Equitas Small Finance Bank expands 8% on solid March quarter


Equitas Small Finance bank shares surged 7.5% to 1 share in intraday trading on Friday after the lender’s net profit rose 58% year-on-year in the fourth quarter of fiscal 2023. It came out to 78.35 rupees. At 9:55 a.m., the stock rose nearly 5% at Rs 76.4 each against his 0.8% rise in the benchmark S&P BSe Sensex. Meanwhile, the BSE Bankex index rose his 1.4%.

After market hours on Friday, the bank reported a 58% increase in net profit in the March quarter to a record Rs 190 crore on the back of improved asset quality and business expansion.

Equitas Small Finance Bank said in its stock exchange filings that it continues to expand into new products such as housing finance, used cars and merchant OD.

On the operational side, Equitas’ operating profit increased about 35% year-over-year, while the annual provision remained flat. Net interest income (NII) increased 30% year-over-year and proceeds from the sale of amortizing loans to ARC drove a strong earnings performance as we continued to operate.

Expenses increased 35% year over year due to additional staff.

Reported Net Interest Margin (NIM) increased slightly sequentially.

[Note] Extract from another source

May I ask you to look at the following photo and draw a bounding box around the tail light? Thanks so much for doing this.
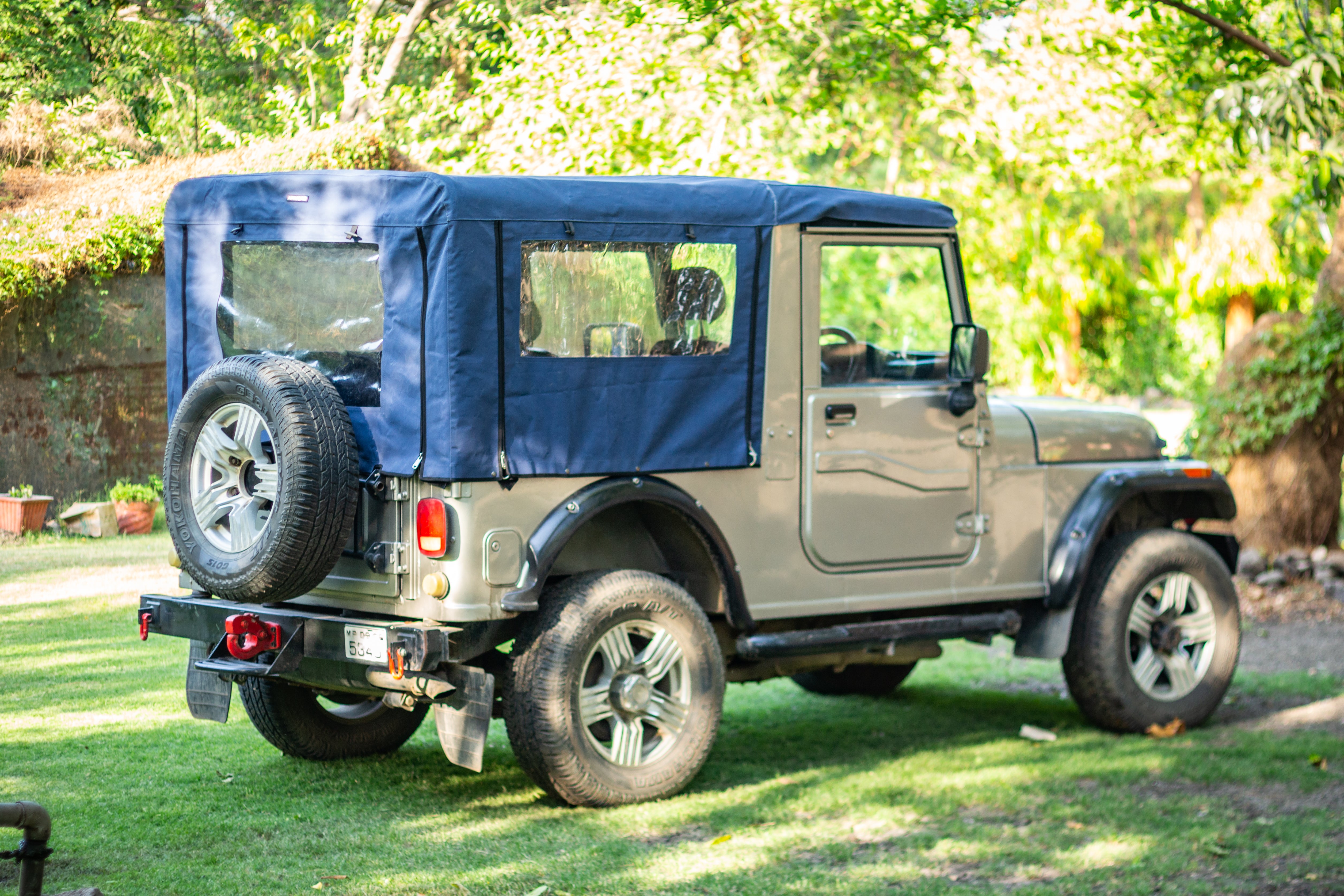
[415,498,449,558]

This is primarily due to a reduction in interest rate reversals due to slippage.

Advances received growth (35% y/y/12% q/q) was broad-based, with SME lending up 35% y/y, auto finance up 38% y/y, microfinance up 35% y/y, It shows the focus on growth in all areas. vertical.

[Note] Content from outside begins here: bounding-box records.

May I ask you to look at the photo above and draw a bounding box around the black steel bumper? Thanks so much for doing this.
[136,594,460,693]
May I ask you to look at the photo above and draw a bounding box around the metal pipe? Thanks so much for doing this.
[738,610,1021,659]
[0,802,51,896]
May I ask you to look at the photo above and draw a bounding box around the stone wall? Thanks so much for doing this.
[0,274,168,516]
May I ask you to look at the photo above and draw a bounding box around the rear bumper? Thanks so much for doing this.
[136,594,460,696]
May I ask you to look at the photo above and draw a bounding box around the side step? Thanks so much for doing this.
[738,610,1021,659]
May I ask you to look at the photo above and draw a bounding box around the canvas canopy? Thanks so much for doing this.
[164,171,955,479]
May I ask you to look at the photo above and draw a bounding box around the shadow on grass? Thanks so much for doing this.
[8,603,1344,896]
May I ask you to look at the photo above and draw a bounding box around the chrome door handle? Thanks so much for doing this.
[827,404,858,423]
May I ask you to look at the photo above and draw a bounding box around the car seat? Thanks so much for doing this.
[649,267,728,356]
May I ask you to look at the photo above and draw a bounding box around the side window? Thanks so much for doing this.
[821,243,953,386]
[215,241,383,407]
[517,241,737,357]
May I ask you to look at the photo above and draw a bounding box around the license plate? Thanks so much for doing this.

Deposit growth was similarly strong, about 35% year-on-year and about 8% quarter-on-quarter.

Covid has impacted banks’ loan portfolios through a very high percentage of customers under moratoriums and restructuring, but banks have managed to contain credit costs fairly well (2.0% on average over the last four years). . Asset quality improved with more widespread improvements in delinquencies and net slippage trends. Credit costs in the fourth quarter were approximately 200 bps annualized, primarily due to improved PCR.

“We will maintain our ADD rating at an adjusted fair value of Rs.77 (previously Rs.68). We value the bank at a mid-mid-teenage RoE as it continues its steady recovery in profitability, largely driven by lower medium-term credit and operating costs, according to a report by Kotak Institutional Equities. , subdued slippage and steady broad credit growth should further improve banks’ earnings profiles.